E por quê deveria descer?

A vida de Salete era comum – praticamente a mesma insegurança que se abate sobre mulheres jovens e apaixonantes. Sua pele era muito clara, e o corpo inteiro marcado por pequenas pintas, o que havia rendido o apelido de chita da parte de sua avó paterna, e de marsupilami na escola. Tinha os cabelos castanho escuros, a voz firme, e os olhos curiosos. Ela era incrivelmente parecida com as outras de sua idade e do seu país, só uma coisa era diferente; quer dizer, foi ficando. Numa manhã de domingo, depois de ter sonhado com um segredo que não quis contar a ninguém, a Salete deixou de tocar os pés no chão. Ela flutuava, perdeu o peso.

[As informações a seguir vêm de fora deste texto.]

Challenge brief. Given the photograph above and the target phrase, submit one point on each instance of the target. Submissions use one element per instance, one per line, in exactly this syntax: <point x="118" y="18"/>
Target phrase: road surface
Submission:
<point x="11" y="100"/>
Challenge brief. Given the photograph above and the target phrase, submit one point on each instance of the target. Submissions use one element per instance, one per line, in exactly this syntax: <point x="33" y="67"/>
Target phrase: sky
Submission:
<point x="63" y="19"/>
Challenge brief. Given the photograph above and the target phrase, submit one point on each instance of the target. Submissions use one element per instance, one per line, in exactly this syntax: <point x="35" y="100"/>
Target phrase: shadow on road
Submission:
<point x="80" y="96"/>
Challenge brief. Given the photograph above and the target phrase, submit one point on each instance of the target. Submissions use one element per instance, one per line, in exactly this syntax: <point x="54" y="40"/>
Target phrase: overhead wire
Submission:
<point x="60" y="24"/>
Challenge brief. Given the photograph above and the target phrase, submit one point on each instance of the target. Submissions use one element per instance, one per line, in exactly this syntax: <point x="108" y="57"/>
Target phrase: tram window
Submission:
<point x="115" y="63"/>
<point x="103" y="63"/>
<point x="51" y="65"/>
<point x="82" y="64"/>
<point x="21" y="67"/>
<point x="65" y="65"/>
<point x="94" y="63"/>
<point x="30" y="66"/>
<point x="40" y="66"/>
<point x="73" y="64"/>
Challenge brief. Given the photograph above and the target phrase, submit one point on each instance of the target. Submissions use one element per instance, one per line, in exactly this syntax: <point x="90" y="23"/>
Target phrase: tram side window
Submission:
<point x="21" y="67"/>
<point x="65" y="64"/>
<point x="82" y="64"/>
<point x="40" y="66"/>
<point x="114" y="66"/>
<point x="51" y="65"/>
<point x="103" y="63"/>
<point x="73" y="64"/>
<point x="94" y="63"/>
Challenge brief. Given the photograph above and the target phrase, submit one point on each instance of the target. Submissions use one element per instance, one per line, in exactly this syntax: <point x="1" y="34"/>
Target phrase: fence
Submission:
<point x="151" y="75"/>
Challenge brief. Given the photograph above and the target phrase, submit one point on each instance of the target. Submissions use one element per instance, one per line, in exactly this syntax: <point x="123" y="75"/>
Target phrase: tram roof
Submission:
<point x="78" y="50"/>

Hoje, já são muitas estórias que contam a história, o que deixa difícil saber exatamente como foi. Os mais apressados diziam que ela tinha feito um pacto maligno com qualquer Astaroth tupiniquim e, por isso, bateram na porta de sua casa: mulheres de coque e bíblia nas mãos cantando hinos e besuntando com óleos. Repreenderam Belfegor até as pregas vocais ficarem como que cheias de areia, mas não deu certo. Quanto mais alto pregavam com a língua, mais despregados os pés de Salete ficavam do chão – tanto que foi preciso que o pai fechasse as janelas, com medo de que a menina vazasse rua a fora. Deus parecia não ter poder ali – ou, se tinha, sua diversão era aquela moça pipa que parou a cidade. Muitas gente se benzia quando passava na calçada da casa. A apreensão se tocava no ar; do prefeito ao bispo, todos estavam sem posição para sentar em suas cadeiras. Menos Salete. Ela parecia gostar.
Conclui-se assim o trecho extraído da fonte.